Paper Structure (15 sections, 12 equations, 6 figures, 2 tables)

This paper contains 15 sections, 12 equations, 6 figures, 2 tables.

Figures (6)

  • Figure 1: (a) Real surgical scenario: The operator is controlling the insertion of the robot bronchoscope. (b), (c) The simulation environment, includes the 3D airway model and the simulated dual-segment flexible endoscopic robot.
  • Figure 2: The establishment of the simulation environment. (a) The creation of the airway model, including segmentation from preoperative CT scans, bronchial tree extraction and rendering in the simulator, and we visualize the airway's generations based on tree branching. (b) The FEM modeling and the action space of the robot. The purple arrow $v_{r}$ denotes the orientation vector of the robot.
  • Figure 3: The Architecture of our method. The network takes data from three different modalities as input and outputs the manipulation policy.

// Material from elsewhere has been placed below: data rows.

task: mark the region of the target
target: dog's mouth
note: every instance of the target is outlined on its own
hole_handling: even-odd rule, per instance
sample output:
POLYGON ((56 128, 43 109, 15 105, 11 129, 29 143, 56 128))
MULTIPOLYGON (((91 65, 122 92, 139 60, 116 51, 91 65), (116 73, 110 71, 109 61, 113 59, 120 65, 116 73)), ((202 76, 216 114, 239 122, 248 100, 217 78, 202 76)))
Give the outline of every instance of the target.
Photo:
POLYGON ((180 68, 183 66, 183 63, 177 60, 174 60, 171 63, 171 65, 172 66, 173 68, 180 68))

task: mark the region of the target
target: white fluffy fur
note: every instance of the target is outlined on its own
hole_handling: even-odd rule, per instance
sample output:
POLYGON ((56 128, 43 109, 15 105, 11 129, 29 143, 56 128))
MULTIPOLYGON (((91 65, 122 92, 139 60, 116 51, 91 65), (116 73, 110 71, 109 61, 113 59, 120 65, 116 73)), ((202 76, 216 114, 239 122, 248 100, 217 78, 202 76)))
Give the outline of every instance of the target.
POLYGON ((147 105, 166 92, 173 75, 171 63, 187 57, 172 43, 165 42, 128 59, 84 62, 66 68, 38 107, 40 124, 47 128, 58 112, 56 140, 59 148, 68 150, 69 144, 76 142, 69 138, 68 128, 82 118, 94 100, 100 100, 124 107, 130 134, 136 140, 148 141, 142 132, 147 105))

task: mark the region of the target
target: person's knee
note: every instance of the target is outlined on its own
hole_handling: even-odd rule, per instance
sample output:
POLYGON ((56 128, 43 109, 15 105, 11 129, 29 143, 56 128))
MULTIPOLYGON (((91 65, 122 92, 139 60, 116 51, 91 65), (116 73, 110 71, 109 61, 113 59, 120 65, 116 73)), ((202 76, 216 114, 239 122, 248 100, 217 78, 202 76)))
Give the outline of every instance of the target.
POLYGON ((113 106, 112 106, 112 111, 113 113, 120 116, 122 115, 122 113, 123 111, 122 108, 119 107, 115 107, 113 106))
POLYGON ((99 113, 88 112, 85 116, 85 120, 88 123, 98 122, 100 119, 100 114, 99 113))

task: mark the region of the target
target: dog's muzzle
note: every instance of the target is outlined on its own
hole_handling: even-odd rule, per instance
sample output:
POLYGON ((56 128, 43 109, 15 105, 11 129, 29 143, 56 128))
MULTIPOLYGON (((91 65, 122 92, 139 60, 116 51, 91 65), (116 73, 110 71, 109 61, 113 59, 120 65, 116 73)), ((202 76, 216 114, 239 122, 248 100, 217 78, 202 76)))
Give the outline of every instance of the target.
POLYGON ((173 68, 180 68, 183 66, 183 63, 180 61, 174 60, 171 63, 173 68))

The entire architecture is trained in stages. In stage I, it encodes multimodal information to low-dimensional embeddings though reconstruction tasks. In stage II, it fuses multimodal embeddings into state representation as the input of stage III, with the loss from subsequent tasks used to fine-tune the parameters of the front stage's network.
  • Figure 4: RL learning curves for ablation and comparison experiments: (1) BronchoCopilot, (2) BronchoCopilot without visual data, (3) BronchoCopilot without proprioceptive data, (4) BronchoCopilot using concat for fusion, (5) BronchoCopilot using sum for fusion. All curves are smoothed by exponential smoothing with a factor of r=0.95.
  • Figure 5: The target positions in the fifth-level airways were selected for the upper left, upper right, and lower left lung lobes, respectively. The yellow, green, and pink lines represent the centerlines (reference paths), BronchoCopilot, and AEA robot tip trajectories. For visualization, all trajectories represent the average of three test runs.